Shame burns across my face. My mouth running faster than my brain—a fatal flaw in both coding and friendship.

“It’s okay.” Willow’s voice comes soft, measured. “I fell in love with an alpha and the pack he was forming in college.” Her gaze drifts to the window, seeing something beyond the city lights. “It was long before we knew latent omega genes were a thing. But,” her eyes find mine, carrying a weight I’m not sure I deserve, “it doesn’t matter now because I spent four years with them. And not once did I magically turn into an omega.”

“I’m sorry.” The words feel inadequate, but I mean them. “That’s why I’ll never choose pack life.” Emotions I thought I’d encrypted and buried try to force their way through my firewalls. “I’m a beta.

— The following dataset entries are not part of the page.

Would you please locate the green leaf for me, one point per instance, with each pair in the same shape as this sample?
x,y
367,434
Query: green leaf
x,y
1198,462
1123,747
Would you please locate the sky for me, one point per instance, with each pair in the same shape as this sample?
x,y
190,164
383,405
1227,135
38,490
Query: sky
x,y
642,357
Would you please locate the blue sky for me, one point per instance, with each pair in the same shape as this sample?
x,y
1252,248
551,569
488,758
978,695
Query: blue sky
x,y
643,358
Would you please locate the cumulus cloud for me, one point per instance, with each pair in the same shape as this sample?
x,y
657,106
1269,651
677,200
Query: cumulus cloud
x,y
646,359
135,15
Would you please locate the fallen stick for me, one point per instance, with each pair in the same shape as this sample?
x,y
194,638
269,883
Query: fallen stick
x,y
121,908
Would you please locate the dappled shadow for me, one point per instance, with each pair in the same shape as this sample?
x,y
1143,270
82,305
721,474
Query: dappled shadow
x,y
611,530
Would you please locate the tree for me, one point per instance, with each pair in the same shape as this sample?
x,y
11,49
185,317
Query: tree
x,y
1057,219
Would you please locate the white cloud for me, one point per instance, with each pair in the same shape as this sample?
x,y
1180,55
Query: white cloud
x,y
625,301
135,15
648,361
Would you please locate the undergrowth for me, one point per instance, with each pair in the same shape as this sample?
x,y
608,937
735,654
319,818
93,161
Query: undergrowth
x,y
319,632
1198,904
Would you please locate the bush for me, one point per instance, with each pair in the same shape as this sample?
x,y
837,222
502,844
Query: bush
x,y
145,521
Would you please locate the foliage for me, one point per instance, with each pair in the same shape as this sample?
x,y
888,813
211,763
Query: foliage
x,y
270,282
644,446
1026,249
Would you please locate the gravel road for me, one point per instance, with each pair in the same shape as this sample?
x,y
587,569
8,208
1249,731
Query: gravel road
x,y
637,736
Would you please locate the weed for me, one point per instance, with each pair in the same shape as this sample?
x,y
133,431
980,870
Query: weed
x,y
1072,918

Falling in love with a pack means always living with the fear that I’ll be kicked out for an omega. And I won’t willingly choose that life.”

I choose me. Every time.

The memory fades, leaving me alone in my basement prison. My head falls back against the door with a thud that echoes my heartbeat.

“What are you doing, Cayenne?” My whisper fills the empty space where my friends should be. Friends I put in danger. Friends who had to kick me out of my own apartment to protect themselves.

Because you gave them no choice.

Guilt rises like corrupt code, threatening to overflow my emotional buffer. I won’t let it. I made my choices. I have to own them.

But playing house with Pack Locke? Training sessions and trust falls and family dinners? I can’t. I have to remember why I’m here—to survive, to expose Sterling Labs, to protect other betas.

Not to fall for a pack of broken alphas and their beautiful omega.